Dazu müssen Sie schon einmal die Fenster öffnen. Das werden wir am 21. Oktober 2001 tun. Dann haben die Berliner das Wort. Ich bin sicher, dass dieser Senat von unserem frischen Wind weggefegt wird. Wir brauchen neue Kraft für Berlin!

[Anhaltender Beifall bei der CDU – Gelächter bei der SPD, der PDS und bei den Grünen]

Für die SPD-Fraktion hat das Wort der Fraktionsvorsitzende Müller – bitte sehr!

[Friederici (CDU): Die Schlaftablette! – Glocke des Präsidenten]

Ich bitte Sie, sich in den Äußerungen zu mäßigen!

Meine Damen und Herren! Die CDU-Fraktion hat gerade gerufen, es würde jetzt langweilig oder etwas in der Art. Der SFB hat letzte Woche gesagt, Müller sei das Kontrastprogramm zu Frank Steffel.
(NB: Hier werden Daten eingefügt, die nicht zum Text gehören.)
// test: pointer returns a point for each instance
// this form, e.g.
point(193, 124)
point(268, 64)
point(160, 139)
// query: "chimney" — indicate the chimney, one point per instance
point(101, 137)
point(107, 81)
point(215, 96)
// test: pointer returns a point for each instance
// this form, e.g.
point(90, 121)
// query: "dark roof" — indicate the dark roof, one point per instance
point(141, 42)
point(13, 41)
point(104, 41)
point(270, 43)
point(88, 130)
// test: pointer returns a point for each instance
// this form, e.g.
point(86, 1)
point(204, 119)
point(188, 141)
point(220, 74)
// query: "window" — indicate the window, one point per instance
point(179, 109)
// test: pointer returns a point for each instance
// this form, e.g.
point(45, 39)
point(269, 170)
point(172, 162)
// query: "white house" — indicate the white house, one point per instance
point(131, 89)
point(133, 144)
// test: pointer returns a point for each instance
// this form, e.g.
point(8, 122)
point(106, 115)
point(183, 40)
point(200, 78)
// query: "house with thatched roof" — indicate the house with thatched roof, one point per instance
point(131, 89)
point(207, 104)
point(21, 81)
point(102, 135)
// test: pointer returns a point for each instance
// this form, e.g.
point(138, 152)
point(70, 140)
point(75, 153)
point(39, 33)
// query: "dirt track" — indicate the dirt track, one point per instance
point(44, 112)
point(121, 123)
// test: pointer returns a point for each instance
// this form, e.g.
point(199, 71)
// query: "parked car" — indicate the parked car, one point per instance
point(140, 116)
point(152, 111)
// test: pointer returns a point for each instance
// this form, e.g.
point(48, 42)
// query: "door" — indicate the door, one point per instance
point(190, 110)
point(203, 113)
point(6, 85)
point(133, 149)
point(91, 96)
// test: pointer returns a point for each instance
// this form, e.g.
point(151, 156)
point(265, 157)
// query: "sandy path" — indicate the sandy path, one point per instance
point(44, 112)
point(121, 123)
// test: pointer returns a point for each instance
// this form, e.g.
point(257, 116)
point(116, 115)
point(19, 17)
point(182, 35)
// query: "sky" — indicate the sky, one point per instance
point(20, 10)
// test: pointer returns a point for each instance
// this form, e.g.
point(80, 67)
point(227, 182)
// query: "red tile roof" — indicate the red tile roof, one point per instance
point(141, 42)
Seit dieser Rede bin ich stolz darauf!

[Heiterkeit – Beifall bei der SPD, der PDS und den Grünen]

Normalerweise, Herr Steffel, müsste man Ihre Rede als Karnevalsrede bezeichnen. Die Äußerungen reihen sich aber leider nahtlos daran an, was wir seit langem von dem früheren CDUFraktionsvorsitzenden Landowsky kennen. Sie haben von Ihren Vorgängern und Ihrem neuen Chefberater Helmut Kohl offensichtlich nicht nur die politische Gesinnung übernommen, sondern vor allen Dingen auch die zurückhaltende und sachliche Art der politischen Auseinandersetzung.

[Heiterkeit – Beifall bei der SPD, der PDS und den Grünen – Niedergesäß (CDU): Blödsinn!]

Herr Steffel, wenn man in das Handbuch des Abgeordnetenhauses sieht, steht dort, dass Sie deutlich jünger als Helmut Kohl sein sollen.

[Heiterkeit bei der SPD, der PDS und bei den Grünen]

Eines sind Sie mit Sicherheit: Sie sind geistige Altersgenossen. Das haben Sie gerade eben bewiesen.

[Heiterkeit – Beifall bei der SPD, der PDS und den Grünen]

Es gibt Konstellationen, die sind unschlagbar: Dr. Kohl und Dr. Steffel für Berlin. Das ist wirklich unschlagbar!

[Beifall bei der SPD, der PDS und den Grünen – Kittelmann (CDU): Sie vergessen, was dieser Mann für diese Stadt getan hat!]